Second, when I pointed out that there is a policy alternative, and that the alternative actually involves a tax cut, I was surprised to find that many people – even libertarians/classical liberals – do not know what it is, or how it works. The alternative is ‘income splitting’, and if it is to work properly it needs to be combined with the provision of cheap childcare, preferably through a generous regime of tax deductions (including for help in the home). It is cheaper (considerably) than paid parental leave, but involves changing the way we think about welfare. Only one country has ‘the full package’: income splitting + cheap childcare via tax deductibility + tax breaks for couples with 3 children (but not, interestingly, for families with 6 children). That country is France (which means France is a lower tax country than it otherwise appears). France has the highest birthrate in the developed world, including among educated people (the group that applies cost-benefit analysis to the bearing/rearing of children with the most rigour, as demographic data across the developed world indicates).
Now, if you accept that population growth among the educated and employed is a proper goal for public policy (not everyone does, but it is clear that Labor and the Coalition both do, and there is cross-party agreement on these policies in France, too), here is how income splitting works (the most ‘numbers heavy’ part of the deal). The graphic provided here was produced by Mr Alan Barr, a Scottish tax lawyer of genius. I was lucky to have him as my tax tutor, with an eventual view to practising in this area. This is his Chambers profile, and this is his firm page. Mr Barr’s figures use real HMRC rates, which are available via HMRC’s website. The ‘personal allowance’ is what British people call Australia’s ‘tax free threshold’. To make the figures clearer, he has excluded the operation of National Insurance Contributions. This has the effect of making them look ‘more Australian’, as Australia does not have NICs.

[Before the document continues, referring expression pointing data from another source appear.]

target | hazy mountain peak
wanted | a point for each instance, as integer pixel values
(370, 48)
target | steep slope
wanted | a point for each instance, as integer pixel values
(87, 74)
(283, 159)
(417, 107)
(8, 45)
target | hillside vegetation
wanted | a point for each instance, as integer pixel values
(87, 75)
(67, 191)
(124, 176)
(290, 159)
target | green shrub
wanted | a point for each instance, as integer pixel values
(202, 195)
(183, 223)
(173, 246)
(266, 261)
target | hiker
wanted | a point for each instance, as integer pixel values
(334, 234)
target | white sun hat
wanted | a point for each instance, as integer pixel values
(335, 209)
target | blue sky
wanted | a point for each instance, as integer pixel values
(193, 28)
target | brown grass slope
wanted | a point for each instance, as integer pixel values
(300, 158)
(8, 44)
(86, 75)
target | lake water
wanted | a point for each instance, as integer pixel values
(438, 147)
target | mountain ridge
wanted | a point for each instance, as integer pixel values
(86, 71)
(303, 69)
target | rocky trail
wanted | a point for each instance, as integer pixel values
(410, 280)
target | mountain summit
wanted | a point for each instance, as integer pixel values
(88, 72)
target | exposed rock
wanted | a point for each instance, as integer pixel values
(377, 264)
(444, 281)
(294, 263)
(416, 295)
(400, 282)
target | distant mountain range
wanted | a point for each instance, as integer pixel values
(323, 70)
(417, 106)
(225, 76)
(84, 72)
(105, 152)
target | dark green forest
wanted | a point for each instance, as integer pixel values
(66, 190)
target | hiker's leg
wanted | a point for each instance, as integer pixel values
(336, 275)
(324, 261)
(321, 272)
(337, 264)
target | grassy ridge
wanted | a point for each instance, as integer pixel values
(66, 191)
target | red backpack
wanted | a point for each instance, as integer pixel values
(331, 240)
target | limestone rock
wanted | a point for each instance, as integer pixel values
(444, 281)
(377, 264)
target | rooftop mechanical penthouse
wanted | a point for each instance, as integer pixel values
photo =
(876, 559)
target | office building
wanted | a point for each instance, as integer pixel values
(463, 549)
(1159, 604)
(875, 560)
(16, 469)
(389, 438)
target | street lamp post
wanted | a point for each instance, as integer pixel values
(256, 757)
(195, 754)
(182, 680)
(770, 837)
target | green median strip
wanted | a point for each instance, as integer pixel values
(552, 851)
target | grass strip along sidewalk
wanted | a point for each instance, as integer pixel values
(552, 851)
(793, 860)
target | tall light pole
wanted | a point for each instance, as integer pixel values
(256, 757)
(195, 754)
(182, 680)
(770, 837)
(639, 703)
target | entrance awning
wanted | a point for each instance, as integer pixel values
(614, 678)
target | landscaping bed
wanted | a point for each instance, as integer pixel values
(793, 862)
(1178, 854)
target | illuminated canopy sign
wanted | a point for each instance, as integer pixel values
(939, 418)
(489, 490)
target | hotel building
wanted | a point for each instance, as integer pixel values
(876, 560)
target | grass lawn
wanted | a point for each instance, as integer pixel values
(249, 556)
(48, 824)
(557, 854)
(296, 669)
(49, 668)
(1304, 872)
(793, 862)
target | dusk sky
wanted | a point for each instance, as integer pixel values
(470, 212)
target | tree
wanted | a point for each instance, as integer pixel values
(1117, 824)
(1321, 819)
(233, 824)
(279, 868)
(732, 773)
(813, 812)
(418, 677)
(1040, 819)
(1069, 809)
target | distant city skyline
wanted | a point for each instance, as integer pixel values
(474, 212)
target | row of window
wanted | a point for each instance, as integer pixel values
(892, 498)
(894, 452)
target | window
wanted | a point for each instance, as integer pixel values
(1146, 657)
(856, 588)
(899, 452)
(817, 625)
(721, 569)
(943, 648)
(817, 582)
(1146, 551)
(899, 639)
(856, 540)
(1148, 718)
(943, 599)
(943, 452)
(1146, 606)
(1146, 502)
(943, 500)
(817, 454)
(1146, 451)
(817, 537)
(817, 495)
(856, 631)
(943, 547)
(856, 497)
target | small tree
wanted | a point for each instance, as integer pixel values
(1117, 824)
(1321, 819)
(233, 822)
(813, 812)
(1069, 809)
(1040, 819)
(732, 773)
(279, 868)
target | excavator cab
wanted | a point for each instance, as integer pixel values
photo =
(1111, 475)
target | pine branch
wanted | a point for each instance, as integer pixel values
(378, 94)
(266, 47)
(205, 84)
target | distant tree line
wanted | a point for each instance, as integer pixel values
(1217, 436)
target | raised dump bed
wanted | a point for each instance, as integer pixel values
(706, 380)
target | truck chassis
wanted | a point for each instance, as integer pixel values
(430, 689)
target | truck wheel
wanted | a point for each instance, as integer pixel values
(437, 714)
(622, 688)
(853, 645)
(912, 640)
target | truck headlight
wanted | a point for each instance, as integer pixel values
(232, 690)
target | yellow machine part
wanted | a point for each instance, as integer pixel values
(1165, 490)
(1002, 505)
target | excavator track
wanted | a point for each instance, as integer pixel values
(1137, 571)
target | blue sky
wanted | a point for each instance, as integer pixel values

As you can see, the first set of figures shows what happens now, particularly in a PAYE arrangement with few or no available deductions. The Bells finish up with a tax liability of £23,864, which in the expensive-to-live-in UK, will probably have the effect of forcing Mrs Bell into the workforce when her children are small, something now known to be deleterious, especially for the ‘squeezed middle’ (for some reason, both single parenthood and early childcare has no effect on the top quintile of the population; there is a mountain of data on this; no-one knows why). The Bells will then likely find themselves going backwards, as childcare is (a) expensive (b) overregulated, and (c) not tax-deductable.
Solution? Fewer children. People do not like being played for suckers.
In the second example, the Bells have undergone French-style ‘income splitting’, which reduces their tax liability significantly – to the tune of £10,116. As you can see, income splitting allows the apportionment of the higher earner’s income between the two parties for the purposes of tax efficiency. When combined with cheap childcare, it allows a reasonable split between childcare in the home, and paid childcare (whether in the home or outside it).
Effect? More children, and the understanding that society is not playing parents for suckers.
I have a stack of exams to sit (including one in Alan Barr’s subject, tax), so I have not discussed other implications of this policy (in France, for example, it has been observed that poorer families often prefer income splitting with a stay-at-home parent, usually but not always the mother; wealthier parents often prefer the cheap childcare option). I have written this post mainly as a public information service, so people know how the system works, as well as know that it is used in one developed country and considered seriously in others, as Mr Barr’s tax classes indicate.
May I also suggest that neither Labor nor the Coalition have been thinking very carefully when trying to develop Australian tax policy in this area?